TRIBUNE — En 1987 alors que l’Union soviétique vit ses dernières années, le premier conflit entre l’Azerbaïdjan et l’Arménie débute par l’expulsion injustifiée de 250 000 civils azerbaïdjanais d’Arménie. En 1993, à l’issue du premier conflit arméno-azerbaidjanais, le Karabakh, région appartenant à l’Azerbaïdjan, passe sous contrôle arménien.

Le 27 septembre 2020, les hostilités reprenaient dans la région. Pour la seconde fois de leur histoire moderne, l’Arménie et l’Azerbaïdjan s’affrontèrent. Finalement, après 44 jours de combats intenses, le 10 novembre 2020 un accord de cessez-le-feu tripartite est signé par le Président de la République d’Azerbaïdjan, Ilham Aliyev, le Premier ministre de la République d’Arménie Nikol Pachinian et le Président de la Fédération de Russie Vladimir Poutine. Cet accord historique marque un véritable tournant, car il rétablit pratiquement une situation qui existait avant la première guerre des années 1990.
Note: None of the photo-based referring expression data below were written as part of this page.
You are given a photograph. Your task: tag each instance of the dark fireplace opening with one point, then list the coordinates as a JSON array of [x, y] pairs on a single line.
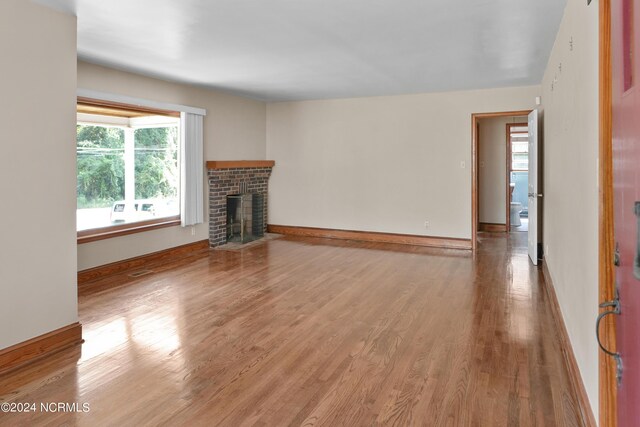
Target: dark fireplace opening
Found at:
[[245, 217]]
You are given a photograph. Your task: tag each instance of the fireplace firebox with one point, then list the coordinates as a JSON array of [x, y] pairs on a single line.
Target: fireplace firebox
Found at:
[[245, 217]]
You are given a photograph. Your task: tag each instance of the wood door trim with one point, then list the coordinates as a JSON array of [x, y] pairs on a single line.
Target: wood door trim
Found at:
[[370, 236], [606, 278], [90, 275], [29, 351], [474, 166], [575, 379]]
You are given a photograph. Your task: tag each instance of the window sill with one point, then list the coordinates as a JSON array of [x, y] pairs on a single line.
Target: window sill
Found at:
[[86, 236]]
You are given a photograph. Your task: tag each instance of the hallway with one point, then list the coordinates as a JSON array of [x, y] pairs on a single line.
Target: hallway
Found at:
[[303, 331]]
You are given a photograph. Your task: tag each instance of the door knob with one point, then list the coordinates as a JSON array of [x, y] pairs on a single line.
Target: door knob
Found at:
[[615, 304]]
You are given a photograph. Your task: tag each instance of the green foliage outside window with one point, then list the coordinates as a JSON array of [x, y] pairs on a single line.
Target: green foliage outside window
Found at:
[[101, 168]]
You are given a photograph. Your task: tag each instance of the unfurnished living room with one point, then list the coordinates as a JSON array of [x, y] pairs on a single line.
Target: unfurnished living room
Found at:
[[319, 213]]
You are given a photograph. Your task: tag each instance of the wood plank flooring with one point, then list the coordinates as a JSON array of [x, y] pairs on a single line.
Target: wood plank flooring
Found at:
[[303, 331]]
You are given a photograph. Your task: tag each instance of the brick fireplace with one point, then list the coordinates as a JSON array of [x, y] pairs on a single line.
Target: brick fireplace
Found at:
[[233, 177]]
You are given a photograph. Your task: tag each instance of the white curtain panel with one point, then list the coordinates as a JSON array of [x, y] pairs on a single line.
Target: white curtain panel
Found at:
[[191, 169]]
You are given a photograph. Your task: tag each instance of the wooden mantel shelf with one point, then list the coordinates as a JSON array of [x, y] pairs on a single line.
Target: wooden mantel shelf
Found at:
[[228, 164]]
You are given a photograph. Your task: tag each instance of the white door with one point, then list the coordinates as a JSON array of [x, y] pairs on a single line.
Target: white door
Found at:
[[533, 187]]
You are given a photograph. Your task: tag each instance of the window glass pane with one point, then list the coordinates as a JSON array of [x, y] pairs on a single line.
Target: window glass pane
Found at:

La guerre ayant pris fin, c’est au tour du recueillement d’imposer son rythme, ses courts discours et ses longs silences. Vient ensuite le temps de la paix laquelle se construit durablement si un bilan précis et dépassionné est réalisé par les belligérants. Parmi tous les morts comptabilisés sur le champ de bataille des deux conflits arméno-azerbaïdjanais, il est des morts dont la mémoire résonne davantage. Trente ans après le terrible évènement, l’Azerbaïdjan rend hommage aux martyres de la ville de Khodjaly.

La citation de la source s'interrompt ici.